NETWORKING: Transit Gateway as a routing hub. Transit Gateway transformed what would have been a complex mesh of VPC peering connections into a clean hub-and-spoke architecture. Instead of creating individual peering connections between each VPC pair (which would have required three connections for three VPCs), Transit Gateway serves as a central router. All VPCs connect to the Transit Gateway, and it handles routing between them using a single route table. This design is far more scalable - adding a fourth or fifth VPC simply means attaching it to the existing Transit Gateway rather than creating multiple new peering connections.

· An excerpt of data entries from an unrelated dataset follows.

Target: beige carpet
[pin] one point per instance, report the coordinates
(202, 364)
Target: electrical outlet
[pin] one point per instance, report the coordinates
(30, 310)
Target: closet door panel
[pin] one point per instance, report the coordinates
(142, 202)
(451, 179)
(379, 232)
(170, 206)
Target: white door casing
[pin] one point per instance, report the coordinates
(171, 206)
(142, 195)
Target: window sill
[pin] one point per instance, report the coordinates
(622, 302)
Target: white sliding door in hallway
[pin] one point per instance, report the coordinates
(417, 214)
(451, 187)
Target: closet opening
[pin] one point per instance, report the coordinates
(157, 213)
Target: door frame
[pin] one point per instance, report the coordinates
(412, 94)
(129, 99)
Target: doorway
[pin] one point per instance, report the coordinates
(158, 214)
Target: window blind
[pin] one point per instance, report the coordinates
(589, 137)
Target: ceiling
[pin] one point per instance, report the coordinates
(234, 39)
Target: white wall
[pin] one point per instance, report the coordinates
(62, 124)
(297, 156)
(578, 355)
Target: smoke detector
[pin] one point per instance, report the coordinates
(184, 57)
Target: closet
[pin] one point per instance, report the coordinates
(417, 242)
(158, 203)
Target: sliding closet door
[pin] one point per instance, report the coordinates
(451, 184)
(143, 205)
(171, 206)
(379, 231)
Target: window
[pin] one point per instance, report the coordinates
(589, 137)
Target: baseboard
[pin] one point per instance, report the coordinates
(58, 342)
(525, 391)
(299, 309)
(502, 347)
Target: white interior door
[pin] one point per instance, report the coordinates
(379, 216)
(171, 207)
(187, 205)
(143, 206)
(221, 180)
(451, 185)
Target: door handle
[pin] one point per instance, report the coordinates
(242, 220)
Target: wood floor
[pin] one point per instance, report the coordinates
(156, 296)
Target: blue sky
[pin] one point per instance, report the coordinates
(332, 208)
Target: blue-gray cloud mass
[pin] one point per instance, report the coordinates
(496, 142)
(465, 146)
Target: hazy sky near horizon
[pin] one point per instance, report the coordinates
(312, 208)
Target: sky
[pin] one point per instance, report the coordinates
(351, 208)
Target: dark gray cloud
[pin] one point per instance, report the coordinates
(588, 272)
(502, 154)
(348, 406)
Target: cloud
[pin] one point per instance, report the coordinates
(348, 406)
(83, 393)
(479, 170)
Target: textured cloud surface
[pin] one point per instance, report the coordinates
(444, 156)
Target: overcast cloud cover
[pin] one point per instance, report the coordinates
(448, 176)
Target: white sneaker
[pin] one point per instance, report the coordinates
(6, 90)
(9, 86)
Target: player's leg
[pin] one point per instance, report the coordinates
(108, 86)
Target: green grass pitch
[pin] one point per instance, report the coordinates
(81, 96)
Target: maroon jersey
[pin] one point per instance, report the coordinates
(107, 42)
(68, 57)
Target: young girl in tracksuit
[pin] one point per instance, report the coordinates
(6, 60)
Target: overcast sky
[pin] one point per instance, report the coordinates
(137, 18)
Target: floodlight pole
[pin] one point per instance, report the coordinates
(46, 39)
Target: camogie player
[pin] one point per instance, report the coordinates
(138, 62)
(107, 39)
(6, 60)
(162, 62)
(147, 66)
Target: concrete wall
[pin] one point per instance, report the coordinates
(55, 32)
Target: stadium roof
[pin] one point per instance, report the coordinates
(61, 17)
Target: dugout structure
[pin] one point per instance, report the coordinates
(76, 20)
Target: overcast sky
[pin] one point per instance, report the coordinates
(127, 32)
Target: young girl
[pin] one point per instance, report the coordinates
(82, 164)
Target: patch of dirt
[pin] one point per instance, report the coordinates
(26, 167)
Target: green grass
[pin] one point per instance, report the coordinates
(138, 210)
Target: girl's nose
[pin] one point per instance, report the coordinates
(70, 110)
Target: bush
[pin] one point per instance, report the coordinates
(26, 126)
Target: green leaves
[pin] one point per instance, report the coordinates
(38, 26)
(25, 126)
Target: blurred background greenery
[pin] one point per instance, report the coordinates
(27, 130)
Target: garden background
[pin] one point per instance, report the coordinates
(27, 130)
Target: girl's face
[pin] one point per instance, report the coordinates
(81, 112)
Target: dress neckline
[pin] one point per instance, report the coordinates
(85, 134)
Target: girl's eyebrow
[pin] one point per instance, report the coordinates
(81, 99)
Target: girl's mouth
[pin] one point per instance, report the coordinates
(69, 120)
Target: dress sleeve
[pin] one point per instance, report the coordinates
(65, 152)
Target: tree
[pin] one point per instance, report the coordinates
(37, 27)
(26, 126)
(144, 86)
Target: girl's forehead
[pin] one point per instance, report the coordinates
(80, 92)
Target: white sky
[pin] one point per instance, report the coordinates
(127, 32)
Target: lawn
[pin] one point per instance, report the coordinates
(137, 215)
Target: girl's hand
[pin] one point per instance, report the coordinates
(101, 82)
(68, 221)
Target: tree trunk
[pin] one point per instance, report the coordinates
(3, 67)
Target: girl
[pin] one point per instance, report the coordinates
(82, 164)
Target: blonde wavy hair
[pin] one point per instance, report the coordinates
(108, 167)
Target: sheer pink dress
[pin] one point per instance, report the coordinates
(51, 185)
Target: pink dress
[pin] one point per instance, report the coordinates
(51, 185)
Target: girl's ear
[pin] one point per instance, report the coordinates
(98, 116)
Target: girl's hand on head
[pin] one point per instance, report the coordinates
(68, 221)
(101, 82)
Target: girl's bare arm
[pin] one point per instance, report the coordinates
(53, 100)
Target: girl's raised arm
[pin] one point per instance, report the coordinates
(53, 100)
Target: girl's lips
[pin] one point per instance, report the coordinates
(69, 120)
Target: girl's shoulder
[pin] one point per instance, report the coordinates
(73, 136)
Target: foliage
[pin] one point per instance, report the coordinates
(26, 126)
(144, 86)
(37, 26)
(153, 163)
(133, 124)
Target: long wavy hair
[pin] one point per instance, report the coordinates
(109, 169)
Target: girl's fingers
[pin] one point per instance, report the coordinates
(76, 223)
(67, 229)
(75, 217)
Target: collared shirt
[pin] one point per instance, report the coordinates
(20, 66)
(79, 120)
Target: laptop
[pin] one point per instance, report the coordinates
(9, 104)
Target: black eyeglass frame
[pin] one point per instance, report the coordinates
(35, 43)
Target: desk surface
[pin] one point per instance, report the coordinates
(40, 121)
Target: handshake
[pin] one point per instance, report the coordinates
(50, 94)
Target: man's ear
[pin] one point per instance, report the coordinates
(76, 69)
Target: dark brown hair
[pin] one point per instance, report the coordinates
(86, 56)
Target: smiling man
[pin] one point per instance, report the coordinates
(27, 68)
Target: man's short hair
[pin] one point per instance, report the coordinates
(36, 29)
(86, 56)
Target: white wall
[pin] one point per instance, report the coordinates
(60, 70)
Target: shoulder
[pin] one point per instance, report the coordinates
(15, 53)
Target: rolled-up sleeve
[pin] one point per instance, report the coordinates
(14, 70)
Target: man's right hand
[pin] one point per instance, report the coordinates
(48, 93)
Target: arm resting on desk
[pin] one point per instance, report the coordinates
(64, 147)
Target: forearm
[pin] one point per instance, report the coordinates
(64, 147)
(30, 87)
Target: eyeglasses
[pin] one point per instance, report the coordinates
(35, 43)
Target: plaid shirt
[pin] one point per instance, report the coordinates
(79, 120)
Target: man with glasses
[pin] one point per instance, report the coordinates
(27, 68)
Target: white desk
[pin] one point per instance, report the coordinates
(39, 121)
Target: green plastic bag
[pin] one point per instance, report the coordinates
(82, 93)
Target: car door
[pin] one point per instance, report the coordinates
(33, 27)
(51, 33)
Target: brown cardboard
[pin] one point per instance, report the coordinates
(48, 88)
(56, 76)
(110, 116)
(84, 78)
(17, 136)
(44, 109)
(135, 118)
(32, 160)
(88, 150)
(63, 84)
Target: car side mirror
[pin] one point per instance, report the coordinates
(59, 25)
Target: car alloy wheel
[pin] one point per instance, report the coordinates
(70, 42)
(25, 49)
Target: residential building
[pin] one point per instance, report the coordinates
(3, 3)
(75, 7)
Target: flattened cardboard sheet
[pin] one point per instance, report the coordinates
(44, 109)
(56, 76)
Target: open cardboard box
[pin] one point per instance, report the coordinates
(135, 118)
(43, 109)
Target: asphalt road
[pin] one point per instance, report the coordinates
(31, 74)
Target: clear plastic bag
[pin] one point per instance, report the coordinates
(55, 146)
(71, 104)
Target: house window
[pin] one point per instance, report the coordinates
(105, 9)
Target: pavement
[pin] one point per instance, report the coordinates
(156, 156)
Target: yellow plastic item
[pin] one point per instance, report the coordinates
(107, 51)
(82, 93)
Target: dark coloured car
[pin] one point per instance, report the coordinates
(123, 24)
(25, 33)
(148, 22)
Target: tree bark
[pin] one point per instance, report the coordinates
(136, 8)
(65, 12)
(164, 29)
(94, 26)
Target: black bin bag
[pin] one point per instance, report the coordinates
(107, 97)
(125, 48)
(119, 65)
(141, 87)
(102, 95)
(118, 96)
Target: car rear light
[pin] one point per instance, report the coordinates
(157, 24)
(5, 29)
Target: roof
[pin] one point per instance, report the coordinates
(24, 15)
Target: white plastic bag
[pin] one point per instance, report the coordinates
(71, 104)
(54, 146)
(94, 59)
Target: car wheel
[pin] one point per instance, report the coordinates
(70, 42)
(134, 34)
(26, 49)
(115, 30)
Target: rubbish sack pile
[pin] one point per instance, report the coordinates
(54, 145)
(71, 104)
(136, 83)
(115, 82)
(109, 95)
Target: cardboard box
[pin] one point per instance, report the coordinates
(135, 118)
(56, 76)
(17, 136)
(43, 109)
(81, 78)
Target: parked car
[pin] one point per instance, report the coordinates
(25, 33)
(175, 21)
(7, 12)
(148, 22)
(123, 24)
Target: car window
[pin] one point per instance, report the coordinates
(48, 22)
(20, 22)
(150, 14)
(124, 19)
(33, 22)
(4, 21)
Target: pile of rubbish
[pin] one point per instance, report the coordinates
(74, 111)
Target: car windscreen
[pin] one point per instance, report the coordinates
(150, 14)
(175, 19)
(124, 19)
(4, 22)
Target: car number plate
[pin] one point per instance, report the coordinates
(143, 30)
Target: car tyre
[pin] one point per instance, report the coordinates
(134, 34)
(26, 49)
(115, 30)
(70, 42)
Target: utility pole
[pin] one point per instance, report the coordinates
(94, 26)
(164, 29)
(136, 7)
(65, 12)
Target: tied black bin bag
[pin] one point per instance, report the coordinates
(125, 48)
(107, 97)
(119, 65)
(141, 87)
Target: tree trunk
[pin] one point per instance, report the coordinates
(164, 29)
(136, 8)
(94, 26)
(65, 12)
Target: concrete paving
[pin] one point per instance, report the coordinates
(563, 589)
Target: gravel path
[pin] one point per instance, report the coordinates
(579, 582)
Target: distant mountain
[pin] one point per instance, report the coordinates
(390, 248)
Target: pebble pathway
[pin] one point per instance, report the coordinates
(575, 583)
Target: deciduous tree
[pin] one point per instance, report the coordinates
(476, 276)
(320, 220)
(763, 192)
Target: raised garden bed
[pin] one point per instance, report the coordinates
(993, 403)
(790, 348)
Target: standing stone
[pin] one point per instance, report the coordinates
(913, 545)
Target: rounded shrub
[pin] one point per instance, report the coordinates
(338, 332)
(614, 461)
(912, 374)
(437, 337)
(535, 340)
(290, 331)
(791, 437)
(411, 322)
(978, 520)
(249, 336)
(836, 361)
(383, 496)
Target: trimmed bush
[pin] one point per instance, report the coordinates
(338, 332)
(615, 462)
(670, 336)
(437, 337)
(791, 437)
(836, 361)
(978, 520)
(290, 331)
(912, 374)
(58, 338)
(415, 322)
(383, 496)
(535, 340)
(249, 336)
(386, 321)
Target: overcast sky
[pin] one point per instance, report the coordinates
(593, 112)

SOURCE/DESTINATION CHECKS: This was a critical learning moment. By default, AWS performs source/destination checks on EC2 instances, dropping any packets that aren't explicitly from or to that instance's IP address. This security feature prevented my on-premises EC2 from routing VPN traffic - packets destined for the cloud VPCs were being dropped because they weren't addressed to the EC2 itself. Setting source_dest_check = false in Terraform allowed the instance to act as a router, forwarding traffic between the VPN tunnel and the local subnet. This is essential for any EC2 instance acting as a NAT device, VPN gateway, or router.
TGW AS ROUTING HUB: Transit Gateway transformed what would have been a complex mesh of VPC peering connections into a clean hub-and-spoke architecture. Instead of creating individual peering connections between each VPC pair (which would have required three connections for three VPCs), Transit Gateway serves as a central router. All VPCs connect to the Transit Gateway, and it handles routing between them using a single route table. This design is far more scalable - adding a fourth or fifth VPC simply means attaching it to the existing Transit Gateway rather than creating multiple new peering connections.